Printed electronics is a set of printing methods used to create electrical devices on various substrates. Printing typically uses common printing equipment suitable for defining patterns on material, such as screen printing, flexography, gravure, offset lithography, and inkjet. By electronic industry standards, these are low cost processes. Electrically functional electronic or optical inks are deposited on the substrate, creating active or passive devices, such as thin film transistors; capacitors; coils; resistors. Printed electronics is expected to facilitate widespread, very low-cost, low-performance electronics for applications such as flexible displays, smart labels, decorative and animated posters, and active clothing that do not require high performance.[1]

The term printed electronics is often related to organic electronics or plastic electronics, in which one or more inks are composed of carbon-based compounds. These other terms refer to the ink material, which can be deposited by solution-based, vacuum-based or other processes. Printed electronics, in contrast, specifies the process, and, subject to the specific requirements of the printing process selected, can utilize any solution-based material. This includes organic semiconductors, inorganic semiconductors, metallic conductors, nanoparticles, nanotubes, etc.

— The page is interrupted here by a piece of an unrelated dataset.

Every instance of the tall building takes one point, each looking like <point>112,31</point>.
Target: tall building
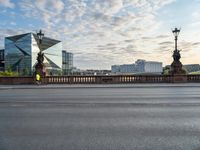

For the preparation of printed electronics nearly all industrial printing methods are employed. Similar to conventional printing, printed electronics applies ink layers one atop another.[2] So the coherent development of printing methods and ink materials are the field's essential tasks.

The most important benefit of printing is low-cost volume fabrication. The lower cost enables use in more applications.[3] An example is RFID-systems, which enable contactless identification in trade and transport. In some domains, such as light-emitting diodes printing does not impact performance.[2] Printing on flexible substrates allows electronics to be placed on curved surfaces, for example, putting solar cells on vehicle roofs. More typically, conventional semiconductors justify their much higher costs by providing much higher performance.